White Cheddar Macaroni and Cheese

 

Ingredients

For the Mac and Cheese

  • 18 ounces white cheddar cheese Buy blocks and grate it yourself!
  • 1 lb pasta of your choice
  • 6 tbsp salted butter
  • 1/3 cup + 1 tbsp all-purpose flour 
  • 4 cups milk
  • 1/2 tsp salt
  • 1/4 tsp pepper
  • 1/4 tsp nutmeg

Brown Butter Breadcrumbs

  • 2 tbsp salted butter
  • 1/2 cup panko breadcrumbs
  • optional – fresh herbs like thyme and sage, or a pinch of dried herbs

Instructions

  • Make the Brown Butter Breadcrumbs: Melt the butter in a medium saucepan, and add a handful of fresh herbs (optional) while it browns. It will brown in just a few minutes – be sure to stir the whole time. Once the butter is a deep golden brown color, add the breadcrumbs and stir to combine. Toast, stirring, for a few minutes until the panko is browned. Transfer to a small bowl and set aside. 
  • Prep: Shred your cheese (this can be done up to a day or two ahead). Cook your pasta according to package directions, then drain and set aside. 
  • Make the White Cheddar Sauce: Melt the butter in a large dutch oven over medium heat. Add the flour and whisk until it's combined and no lumps remain. Slowly pour in the milk, stirring constantly to avoid any lumps. Cook over medium heat for 3-4 minutes, stirring lazily, to thicken.
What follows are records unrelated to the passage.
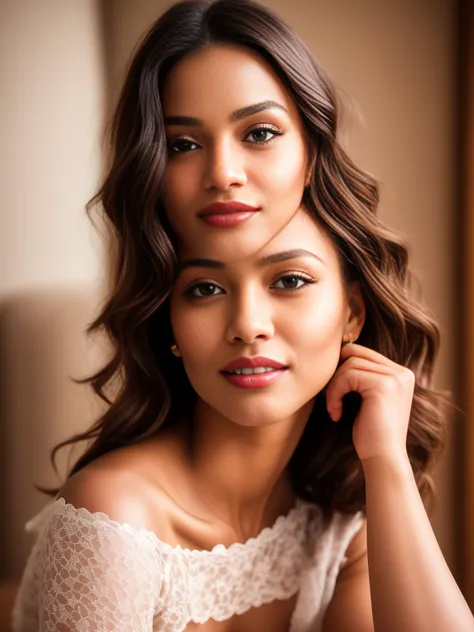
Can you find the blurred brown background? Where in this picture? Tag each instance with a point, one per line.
(405, 72)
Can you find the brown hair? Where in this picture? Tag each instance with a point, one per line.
(153, 390)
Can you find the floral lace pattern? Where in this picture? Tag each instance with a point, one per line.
(87, 572)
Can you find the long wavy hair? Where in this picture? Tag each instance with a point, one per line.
(150, 389)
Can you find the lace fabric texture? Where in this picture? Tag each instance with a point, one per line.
(87, 572)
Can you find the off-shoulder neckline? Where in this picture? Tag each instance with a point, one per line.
(282, 523)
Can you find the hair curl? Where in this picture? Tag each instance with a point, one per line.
(152, 390)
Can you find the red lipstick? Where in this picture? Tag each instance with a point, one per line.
(227, 214)
(253, 372)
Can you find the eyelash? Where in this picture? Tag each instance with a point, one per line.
(265, 127)
(306, 281)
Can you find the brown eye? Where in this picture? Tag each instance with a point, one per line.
(181, 145)
(203, 290)
(292, 282)
(263, 134)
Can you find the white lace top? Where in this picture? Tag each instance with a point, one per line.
(87, 572)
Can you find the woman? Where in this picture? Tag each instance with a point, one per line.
(252, 472)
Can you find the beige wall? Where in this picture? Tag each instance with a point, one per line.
(395, 60)
(51, 104)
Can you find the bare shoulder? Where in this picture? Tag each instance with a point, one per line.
(350, 609)
(124, 484)
(356, 555)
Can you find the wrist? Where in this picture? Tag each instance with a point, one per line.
(397, 465)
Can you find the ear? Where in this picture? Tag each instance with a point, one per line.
(357, 311)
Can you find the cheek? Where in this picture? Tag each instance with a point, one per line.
(195, 339)
(285, 172)
(315, 332)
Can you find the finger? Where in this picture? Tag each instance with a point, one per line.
(361, 379)
(355, 350)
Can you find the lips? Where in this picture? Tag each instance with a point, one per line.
(227, 214)
(252, 363)
(253, 373)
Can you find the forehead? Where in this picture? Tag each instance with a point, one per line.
(235, 75)
(301, 232)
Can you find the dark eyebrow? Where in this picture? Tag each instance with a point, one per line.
(278, 257)
(239, 114)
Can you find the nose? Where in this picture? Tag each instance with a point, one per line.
(225, 167)
(250, 319)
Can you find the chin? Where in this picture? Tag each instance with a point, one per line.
(255, 416)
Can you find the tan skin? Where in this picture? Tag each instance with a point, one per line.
(236, 484)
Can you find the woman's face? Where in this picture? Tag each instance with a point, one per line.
(234, 135)
(286, 303)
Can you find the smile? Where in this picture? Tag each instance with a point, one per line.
(227, 214)
(258, 377)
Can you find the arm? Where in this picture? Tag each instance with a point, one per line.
(411, 585)
(395, 578)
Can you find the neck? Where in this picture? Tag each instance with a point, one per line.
(241, 472)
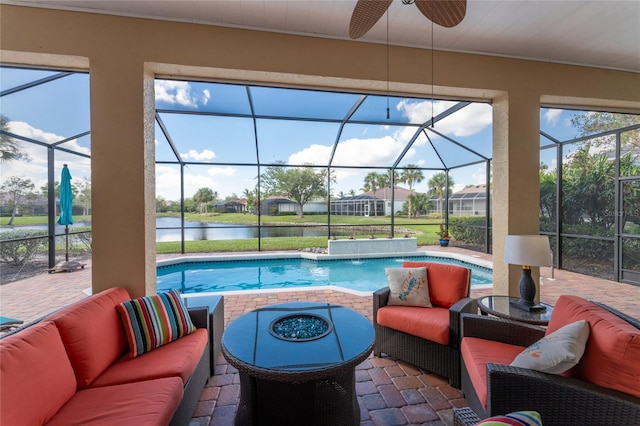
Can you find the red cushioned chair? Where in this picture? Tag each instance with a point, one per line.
(428, 338)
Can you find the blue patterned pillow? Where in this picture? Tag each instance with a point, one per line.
(408, 287)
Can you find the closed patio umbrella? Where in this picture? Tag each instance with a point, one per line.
(66, 205)
(66, 219)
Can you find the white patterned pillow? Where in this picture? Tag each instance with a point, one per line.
(557, 352)
(408, 287)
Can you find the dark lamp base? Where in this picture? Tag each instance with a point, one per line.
(527, 306)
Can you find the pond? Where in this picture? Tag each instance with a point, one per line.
(201, 231)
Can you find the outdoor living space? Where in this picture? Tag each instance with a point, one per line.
(389, 392)
(187, 129)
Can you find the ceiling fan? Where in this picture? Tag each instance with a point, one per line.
(446, 13)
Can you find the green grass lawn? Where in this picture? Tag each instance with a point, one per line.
(421, 228)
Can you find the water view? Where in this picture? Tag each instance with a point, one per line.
(360, 275)
(200, 231)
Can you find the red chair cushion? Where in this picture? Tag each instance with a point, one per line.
(92, 333)
(149, 403)
(476, 353)
(429, 323)
(612, 356)
(36, 377)
(447, 283)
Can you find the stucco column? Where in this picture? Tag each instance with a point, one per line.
(123, 174)
(516, 182)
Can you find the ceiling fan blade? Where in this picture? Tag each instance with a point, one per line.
(365, 15)
(446, 13)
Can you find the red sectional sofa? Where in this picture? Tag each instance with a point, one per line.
(602, 389)
(73, 368)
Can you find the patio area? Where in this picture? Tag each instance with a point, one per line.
(389, 392)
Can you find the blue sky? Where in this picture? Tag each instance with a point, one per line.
(60, 109)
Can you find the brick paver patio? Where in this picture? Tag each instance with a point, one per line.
(389, 392)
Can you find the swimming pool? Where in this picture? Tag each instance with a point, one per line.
(360, 276)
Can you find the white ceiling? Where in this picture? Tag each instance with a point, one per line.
(594, 33)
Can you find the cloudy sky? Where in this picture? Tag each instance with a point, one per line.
(226, 146)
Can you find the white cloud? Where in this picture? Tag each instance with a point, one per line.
(179, 92)
(552, 116)
(205, 155)
(36, 168)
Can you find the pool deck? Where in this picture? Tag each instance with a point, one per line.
(389, 392)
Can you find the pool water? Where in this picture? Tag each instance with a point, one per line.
(365, 275)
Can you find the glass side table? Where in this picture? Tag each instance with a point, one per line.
(500, 306)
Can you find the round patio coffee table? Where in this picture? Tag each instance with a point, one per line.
(297, 363)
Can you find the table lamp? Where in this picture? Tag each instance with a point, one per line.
(528, 251)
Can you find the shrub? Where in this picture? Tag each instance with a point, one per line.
(18, 247)
(468, 229)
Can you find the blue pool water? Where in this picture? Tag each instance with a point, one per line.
(261, 274)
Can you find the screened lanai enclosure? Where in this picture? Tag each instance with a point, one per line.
(293, 156)
(246, 167)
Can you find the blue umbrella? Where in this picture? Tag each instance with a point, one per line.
(66, 205)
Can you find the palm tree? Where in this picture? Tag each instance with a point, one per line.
(203, 196)
(411, 175)
(438, 187)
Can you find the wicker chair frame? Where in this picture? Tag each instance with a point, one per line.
(559, 400)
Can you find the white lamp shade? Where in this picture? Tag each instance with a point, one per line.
(530, 250)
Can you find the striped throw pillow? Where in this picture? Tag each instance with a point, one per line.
(153, 321)
(518, 418)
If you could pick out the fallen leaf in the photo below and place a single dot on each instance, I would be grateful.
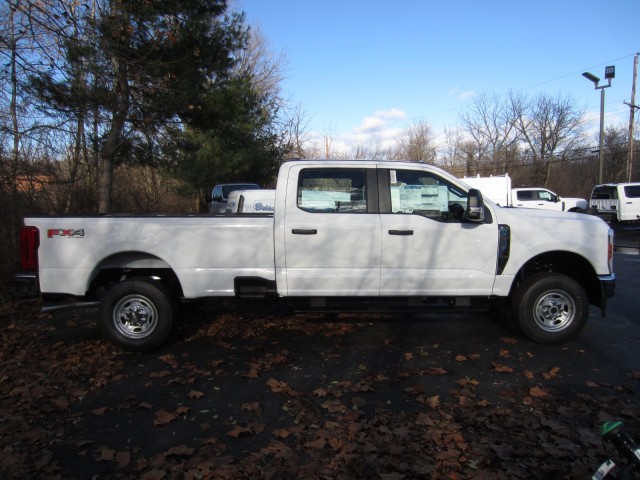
(240, 431)
(501, 368)
(195, 394)
(123, 459)
(163, 417)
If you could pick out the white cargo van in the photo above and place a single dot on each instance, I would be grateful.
(251, 201)
(498, 189)
(619, 201)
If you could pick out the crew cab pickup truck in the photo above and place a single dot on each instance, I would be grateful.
(343, 234)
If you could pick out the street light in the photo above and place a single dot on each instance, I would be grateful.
(609, 73)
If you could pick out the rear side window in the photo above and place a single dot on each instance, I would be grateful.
(604, 192)
(632, 191)
(331, 190)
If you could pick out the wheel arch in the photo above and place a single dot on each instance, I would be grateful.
(133, 264)
(568, 263)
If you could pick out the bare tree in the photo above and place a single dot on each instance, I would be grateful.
(549, 127)
(493, 130)
(294, 132)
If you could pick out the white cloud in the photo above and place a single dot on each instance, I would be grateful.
(370, 124)
(394, 113)
(379, 131)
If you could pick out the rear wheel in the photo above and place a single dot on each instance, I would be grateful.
(137, 315)
(550, 307)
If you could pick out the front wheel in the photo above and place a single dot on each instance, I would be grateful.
(550, 307)
(137, 315)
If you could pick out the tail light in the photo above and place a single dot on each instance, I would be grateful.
(610, 251)
(29, 243)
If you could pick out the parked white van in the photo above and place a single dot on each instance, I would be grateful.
(620, 201)
(251, 201)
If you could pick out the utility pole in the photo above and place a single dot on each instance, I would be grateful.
(609, 74)
(632, 109)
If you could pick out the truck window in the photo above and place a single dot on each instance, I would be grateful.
(524, 195)
(604, 192)
(330, 190)
(425, 194)
(546, 195)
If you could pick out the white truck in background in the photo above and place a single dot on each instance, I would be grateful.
(498, 189)
(348, 234)
(617, 201)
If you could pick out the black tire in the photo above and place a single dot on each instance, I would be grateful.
(550, 308)
(137, 315)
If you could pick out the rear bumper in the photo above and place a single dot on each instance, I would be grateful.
(24, 285)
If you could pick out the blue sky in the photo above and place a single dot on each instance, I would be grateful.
(363, 70)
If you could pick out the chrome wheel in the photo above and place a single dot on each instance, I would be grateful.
(135, 316)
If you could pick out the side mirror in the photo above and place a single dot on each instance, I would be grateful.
(475, 206)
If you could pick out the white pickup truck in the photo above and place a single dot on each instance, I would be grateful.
(619, 202)
(343, 234)
(498, 189)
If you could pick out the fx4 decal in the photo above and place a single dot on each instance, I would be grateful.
(65, 232)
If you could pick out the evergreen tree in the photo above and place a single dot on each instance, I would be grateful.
(156, 76)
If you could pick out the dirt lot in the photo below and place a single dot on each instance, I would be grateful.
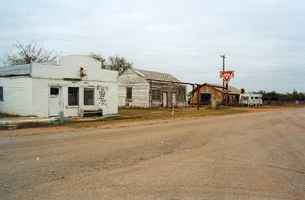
(243, 156)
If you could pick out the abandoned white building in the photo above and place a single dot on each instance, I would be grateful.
(142, 88)
(74, 86)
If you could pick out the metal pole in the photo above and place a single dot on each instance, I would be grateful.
(198, 98)
(223, 80)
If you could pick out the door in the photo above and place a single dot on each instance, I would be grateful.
(205, 99)
(55, 101)
(174, 100)
(164, 99)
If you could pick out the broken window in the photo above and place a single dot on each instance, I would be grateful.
(73, 96)
(88, 96)
(129, 93)
(156, 95)
(1, 93)
(54, 91)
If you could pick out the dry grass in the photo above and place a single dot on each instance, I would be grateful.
(140, 115)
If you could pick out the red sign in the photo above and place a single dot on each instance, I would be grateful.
(227, 75)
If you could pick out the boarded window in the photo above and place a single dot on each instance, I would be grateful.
(89, 96)
(156, 95)
(129, 93)
(54, 91)
(1, 93)
(73, 96)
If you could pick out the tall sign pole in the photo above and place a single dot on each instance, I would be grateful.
(223, 80)
(226, 76)
(223, 69)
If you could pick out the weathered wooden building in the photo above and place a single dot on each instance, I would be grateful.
(209, 92)
(142, 88)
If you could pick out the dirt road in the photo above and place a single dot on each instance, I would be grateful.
(243, 156)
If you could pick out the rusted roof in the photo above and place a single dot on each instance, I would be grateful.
(156, 75)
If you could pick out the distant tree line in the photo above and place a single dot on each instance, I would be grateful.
(283, 97)
(34, 53)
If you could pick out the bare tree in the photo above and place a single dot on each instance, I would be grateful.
(29, 53)
(99, 58)
(119, 64)
(116, 63)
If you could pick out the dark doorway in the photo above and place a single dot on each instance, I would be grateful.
(205, 99)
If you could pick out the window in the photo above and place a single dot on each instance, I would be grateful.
(54, 91)
(1, 93)
(156, 95)
(89, 96)
(73, 96)
(129, 93)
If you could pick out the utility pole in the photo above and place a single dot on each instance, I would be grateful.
(223, 80)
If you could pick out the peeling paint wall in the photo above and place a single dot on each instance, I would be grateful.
(17, 98)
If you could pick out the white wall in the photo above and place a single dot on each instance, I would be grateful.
(140, 89)
(17, 95)
(30, 96)
(109, 104)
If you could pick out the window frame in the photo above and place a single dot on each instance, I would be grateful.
(154, 95)
(76, 96)
(129, 90)
(93, 96)
(54, 95)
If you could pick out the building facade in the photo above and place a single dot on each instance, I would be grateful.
(251, 99)
(71, 87)
(142, 88)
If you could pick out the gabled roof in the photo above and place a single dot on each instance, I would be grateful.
(155, 75)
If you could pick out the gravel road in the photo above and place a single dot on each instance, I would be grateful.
(244, 156)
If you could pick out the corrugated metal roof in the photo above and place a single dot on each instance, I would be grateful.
(15, 70)
(156, 75)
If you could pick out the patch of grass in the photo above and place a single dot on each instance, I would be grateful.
(141, 114)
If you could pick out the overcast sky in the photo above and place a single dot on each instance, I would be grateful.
(263, 39)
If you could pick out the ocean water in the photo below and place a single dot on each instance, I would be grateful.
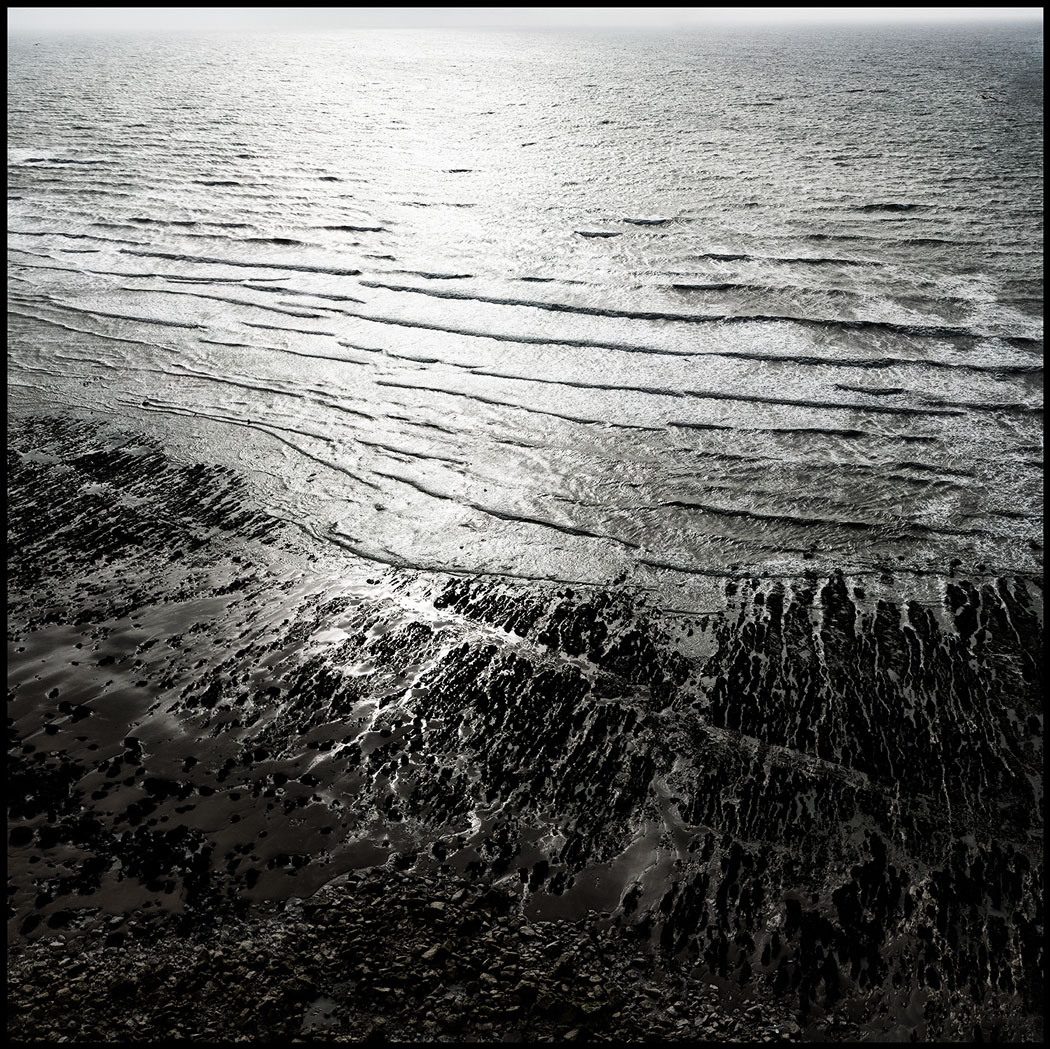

See photos above for reference – it should coat the back of a spoon, and hold a trail when you drag your finger across the back of the spoon. Season with the salt, pepper, and nutmeg. Add the grated cheese, a few handfuls at a time, stirring until completely melted before adding more cheese. This will help ensure a smooth sauce. Once the cheese is all added, stir in the pasta. Taste the mac and cheese and add additional seasonings as desired. 
  • Serve + Store: Serve immediately with plenty of brown butter breadcrumbs on top! Store leftovers in an airtight container in the fridge for 4-5 days. Add a splash of milk when you reheat to revive the creaminess.